Are Multivitamin Supplements Effective

In light of how unhealthy many people's diet and nutritional health is, along with some of the soil mineralization issues discussed above, it would appear that a multivitamin supplement could be very helpful.

However, there are many research studies that have shown that not only are these supplements not effective, they are actually harmful to our health.
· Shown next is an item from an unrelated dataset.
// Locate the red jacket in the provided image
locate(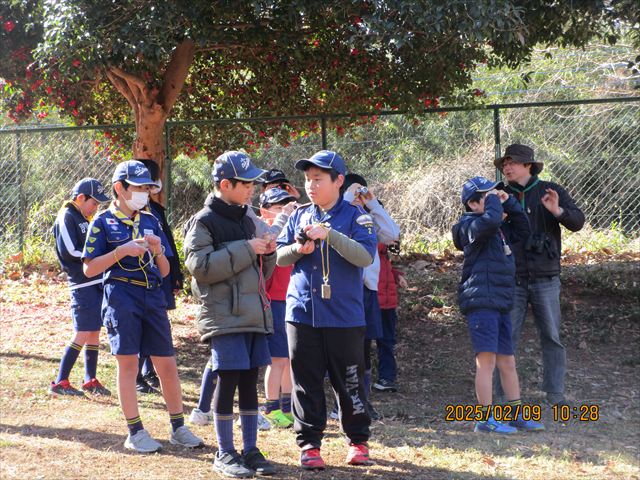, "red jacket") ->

These studies include:

· Smokers supplementing with beta-carotene [a precursor to vitamin A] have higher lung cancer rates.

· People with previous heart attacks supplementing with beta-carotene having a greater risk of dying from cardiovascular disease

· A clinical trial studying the effect of vitamin E and selenium for reducing prostate cancer showed higher cancer rates from the vitamin E, and also an increased risk for diabetes from the selenium

· An aggregate of studies that included over 200,00 people who supplemented with vitamin AE had an increase in mortality

· And numerous other studies on vitamin supplementation showing an increase in the risks and occurrences for cancer, heart disease, damage of the kidneys, and bone fractures

Whole Food Multivitamin Supplements

You can see the different sides of the vitamin supplement effectiveness debate: (1) our nutritional health and body absolutely needs vitamins, and may have an additional requirement because of deficiency or smaller amount received from the foods we eat (2) but there are studies showing that supplementing with vitamins may not be effective, and can even be harmful to our health.

That is quite a dilemma, but there is something important that must be understood; the undering issue is the source of the vitamins being taken – from the highly regarded nutritionist, Judith DeCava:

"This is what occurs with all synthetic vitamins: the body treats them as toxins, leading to the 'expensive urine' of excess vitamin intake referred to frequently, since the human system via the urinary tract attempts to rid itself of the major quantity of such foreign chemicals. "

The problems shown in the studies do exist, but they also are giving a skewed view of the nutritional health benefits from vitamin supplements. The reason for this is because the studies are being done with synthetic vitamins that may be taken in mega doses and / or single isolated vitamins only.

And bodies need the synergies from a complex of vitamins, like what is found in whole foods, and not is huge amounts that far excess the recommended upper daily limits.

There are not multiple studies showing that whole food vitamins are not effective and are hurting us – these are the vitamins that we need and are naturally intended to live on, and not some synthetic replication produced in a lab.

Also from Judith DeCava: "Separating the group of compounds in a vitamin complex can reverse it from a physiological, biochemical, active micronutrient into a disabled, debilitated chemical of little or no value to living cells.

So, just be sure that your vitamins (1) are from 100% whole foods (2) are not isolated where their synergies are lost (3) are not being taken in toxic amounts – or in other words, 'do not try to fool mother nature '.